VI. From Vigilance to Peace, P 8
8 I have repeatedly emphasized that the ego does believe it can attack God, and tries to persuade you that you have done this. If the mind cannot attack, the ego proceeds perfectly logically to the belief that you must be a body. By not seeing you as you are, it can see itself as it wants to be. Aware of its weakness the ego wants your allegiance, but not as you really are. The ego therefore wants to engage your mind in its own delusional system, because otherwise the light of your understanding would dispel it. It wants no part of truth, because the ego itself is not true. If truth is total, the untrue cannot exist. Commitment to either must be total; they cannot coexist in your mind without splitting it. If they cannot coexist in peace, and if you want peace, you must give up the idea of conflict entirely and for all time. This requires vigilance only as long as you do not recognize what is true. While you believe that two totally contradictory thought systems share truth, your need for vigilance is apparent.
The error I make is in confusing myself with the ego. I am not the ego. That is the truth and that makes all the difference in the world. The ego really does believe it can attack God, and it tries to convince me that I am the one attacking God. When I identify with the ego, I believe I have done this and so the guilt I feel is immense, so immense that I hide from it instead of bringing it into the Light for healing. As I have allowed more and more healing of my mind, I have withdrawn my allegiance from the ego.

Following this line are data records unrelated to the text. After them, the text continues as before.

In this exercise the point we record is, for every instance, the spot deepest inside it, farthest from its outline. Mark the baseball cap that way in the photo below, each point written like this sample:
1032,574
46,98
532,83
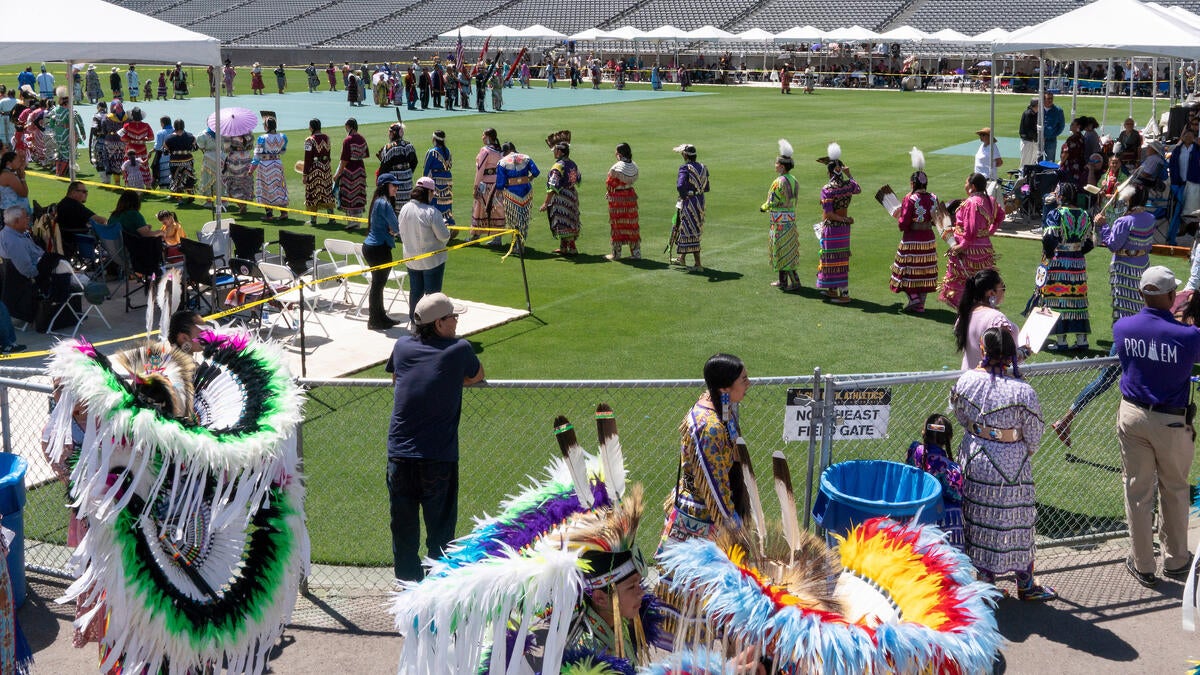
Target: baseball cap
435,306
1157,280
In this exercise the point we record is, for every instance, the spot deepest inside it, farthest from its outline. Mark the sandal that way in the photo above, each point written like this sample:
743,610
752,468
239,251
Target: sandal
1037,593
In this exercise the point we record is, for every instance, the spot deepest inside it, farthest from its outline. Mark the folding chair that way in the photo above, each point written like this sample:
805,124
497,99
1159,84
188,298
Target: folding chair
201,278
216,233
249,243
286,296
341,252
144,266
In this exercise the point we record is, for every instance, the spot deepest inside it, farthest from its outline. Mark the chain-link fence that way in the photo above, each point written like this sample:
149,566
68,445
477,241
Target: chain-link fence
505,437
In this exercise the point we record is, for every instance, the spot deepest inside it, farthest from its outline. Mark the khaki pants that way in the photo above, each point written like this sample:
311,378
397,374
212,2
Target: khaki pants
1156,449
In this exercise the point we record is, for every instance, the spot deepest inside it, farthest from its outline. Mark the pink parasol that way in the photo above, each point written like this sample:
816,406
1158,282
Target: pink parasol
234,121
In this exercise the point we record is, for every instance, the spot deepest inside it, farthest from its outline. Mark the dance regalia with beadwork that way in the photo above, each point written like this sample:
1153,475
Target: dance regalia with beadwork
270,185
138,136
235,171
915,269
1003,425
399,159
784,242
487,210
833,267
564,202
514,178
976,220
691,185
623,204
437,166
353,177
1131,238
1066,239
189,479
318,173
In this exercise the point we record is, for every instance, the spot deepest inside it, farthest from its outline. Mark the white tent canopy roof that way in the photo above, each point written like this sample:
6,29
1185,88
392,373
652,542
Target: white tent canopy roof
624,33
709,33
538,30
91,30
801,33
463,30
754,34
855,33
1104,29
904,34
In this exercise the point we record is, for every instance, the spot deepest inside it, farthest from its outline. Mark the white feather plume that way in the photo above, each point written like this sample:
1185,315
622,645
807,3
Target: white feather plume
918,159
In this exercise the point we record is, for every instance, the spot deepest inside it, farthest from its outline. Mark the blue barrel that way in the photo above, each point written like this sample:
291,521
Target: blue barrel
855,491
12,503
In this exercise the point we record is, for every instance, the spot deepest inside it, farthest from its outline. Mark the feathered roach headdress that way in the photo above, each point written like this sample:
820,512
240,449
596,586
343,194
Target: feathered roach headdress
892,598
557,539
918,168
198,545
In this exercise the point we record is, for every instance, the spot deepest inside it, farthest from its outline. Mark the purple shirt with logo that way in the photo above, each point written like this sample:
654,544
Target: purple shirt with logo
1156,354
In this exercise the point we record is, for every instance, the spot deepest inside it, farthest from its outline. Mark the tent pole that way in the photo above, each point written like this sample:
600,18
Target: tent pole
72,142
1074,87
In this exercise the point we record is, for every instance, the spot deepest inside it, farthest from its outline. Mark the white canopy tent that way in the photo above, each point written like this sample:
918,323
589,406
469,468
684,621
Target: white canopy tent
83,35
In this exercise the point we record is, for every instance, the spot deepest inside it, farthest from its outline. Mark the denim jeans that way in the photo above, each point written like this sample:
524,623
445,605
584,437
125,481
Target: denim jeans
423,282
415,485
7,334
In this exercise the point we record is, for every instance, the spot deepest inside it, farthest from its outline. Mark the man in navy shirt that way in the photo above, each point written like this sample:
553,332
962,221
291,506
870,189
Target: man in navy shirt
1156,354
429,369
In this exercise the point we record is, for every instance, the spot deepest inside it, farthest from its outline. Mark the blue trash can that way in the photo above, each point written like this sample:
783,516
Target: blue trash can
12,505
855,491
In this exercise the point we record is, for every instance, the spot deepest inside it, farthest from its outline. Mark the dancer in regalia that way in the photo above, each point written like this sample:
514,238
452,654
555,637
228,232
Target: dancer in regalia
833,270
915,269
784,240
189,479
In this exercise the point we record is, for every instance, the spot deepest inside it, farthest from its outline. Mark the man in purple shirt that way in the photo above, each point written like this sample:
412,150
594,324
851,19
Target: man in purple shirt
1156,354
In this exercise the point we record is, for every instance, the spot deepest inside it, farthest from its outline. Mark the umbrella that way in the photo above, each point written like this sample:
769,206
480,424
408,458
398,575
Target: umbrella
234,121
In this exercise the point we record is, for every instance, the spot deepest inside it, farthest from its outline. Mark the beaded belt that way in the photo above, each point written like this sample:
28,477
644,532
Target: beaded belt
996,434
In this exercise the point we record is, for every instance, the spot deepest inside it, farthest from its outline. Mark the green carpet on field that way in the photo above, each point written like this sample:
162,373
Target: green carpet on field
598,320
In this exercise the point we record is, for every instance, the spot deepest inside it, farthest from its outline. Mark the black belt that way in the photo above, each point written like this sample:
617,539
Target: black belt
1153,407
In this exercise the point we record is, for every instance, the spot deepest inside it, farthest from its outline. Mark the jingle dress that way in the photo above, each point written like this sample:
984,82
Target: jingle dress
514,175
564,202
784,242
353,178
1066,239
833,269
915,268
487,209
999,506
437,166
1129,238
976,220
318,173
691,185
623,205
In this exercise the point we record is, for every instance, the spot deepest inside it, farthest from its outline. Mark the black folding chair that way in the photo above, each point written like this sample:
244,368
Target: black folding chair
145,264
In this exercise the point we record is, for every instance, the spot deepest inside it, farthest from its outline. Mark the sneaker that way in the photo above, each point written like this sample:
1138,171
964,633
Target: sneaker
1146,579
1181,573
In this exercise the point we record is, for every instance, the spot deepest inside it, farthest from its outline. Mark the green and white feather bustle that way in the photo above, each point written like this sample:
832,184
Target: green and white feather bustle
197,538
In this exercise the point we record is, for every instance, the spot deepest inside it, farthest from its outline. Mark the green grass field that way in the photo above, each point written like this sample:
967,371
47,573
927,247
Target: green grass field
597,320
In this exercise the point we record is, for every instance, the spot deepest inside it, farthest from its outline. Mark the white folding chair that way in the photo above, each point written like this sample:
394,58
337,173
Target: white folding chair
286,297
341,254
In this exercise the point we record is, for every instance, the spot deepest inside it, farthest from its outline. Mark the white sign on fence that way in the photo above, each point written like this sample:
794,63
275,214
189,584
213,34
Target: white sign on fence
859,414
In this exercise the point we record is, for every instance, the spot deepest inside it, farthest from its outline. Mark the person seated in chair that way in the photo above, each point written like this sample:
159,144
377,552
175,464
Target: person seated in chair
30,260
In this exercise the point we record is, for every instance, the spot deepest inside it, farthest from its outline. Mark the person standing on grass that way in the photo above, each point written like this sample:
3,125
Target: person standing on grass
429,370
1155,429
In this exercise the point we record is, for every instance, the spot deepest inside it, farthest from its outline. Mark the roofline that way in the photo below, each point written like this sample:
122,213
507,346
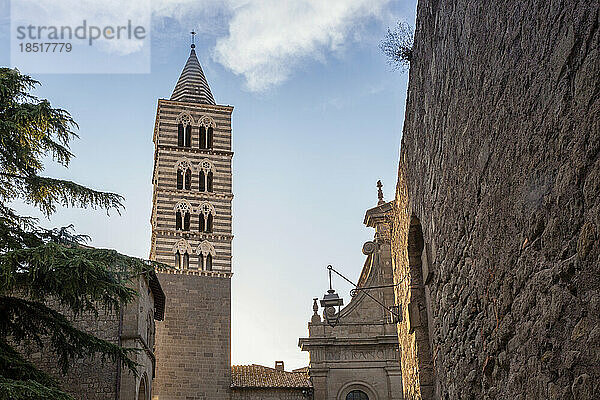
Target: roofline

I see that I cannot keep dividing my allegiance between ego and Truth. This has split my mind and put me in a perpetual state of conflict, which has become intolerable. I have made a decision to choose God once and for all. For the time being this requires vigilance on my part to be aware of the tendency to choose conflict over peace.
I never stay with conflict when I am aware that I am doing it. If I see that I am angry with someone, anyone, for any reason, I choose to forgive. I forgive the person, the situation, and myself. I cannot have this conflict and be at peace, and I choose peace every time. I might have to talk myself into making this choice but even that is not necessary most of the time.
My vigilance must be strongest for the conflict that is not as obvious. Sometimes I notice that I feel anxious and don’t know why. This is conflict that I am hiding from myself. I become willing to see it, and my willingness exposes the problem. Then I can confront my conflicted thoughts and ask for and accept the Atonement for them.
Yesterday I noticed that I was feeling little twinges of anger at one person then another. I felt impatient with them. This is unusual enough for me to take notice and ask Spirit for clarity. Suddenly I felt grief stricken and cried. I realized that what was really happening is that I was trying to avoid feeling upset about my sister-in-law being close to death.
It was like I had two thoughts in my mind; “Brinda is going to die” and “I am not going to think about Brinda dying.” There was a little battle going on in my mind, and in trying to be unaware of this inner war, I was projecting the upset onto other people. But I am very vigilant for conflict, and my truest desire is to be free of conflict, so I let Holy Spirit show me the problem and I accepted healing. I let myself feel the grief rather than shielding myself from it.
I want peace and so I am determined to give up the idea of conflict entirely and for all time.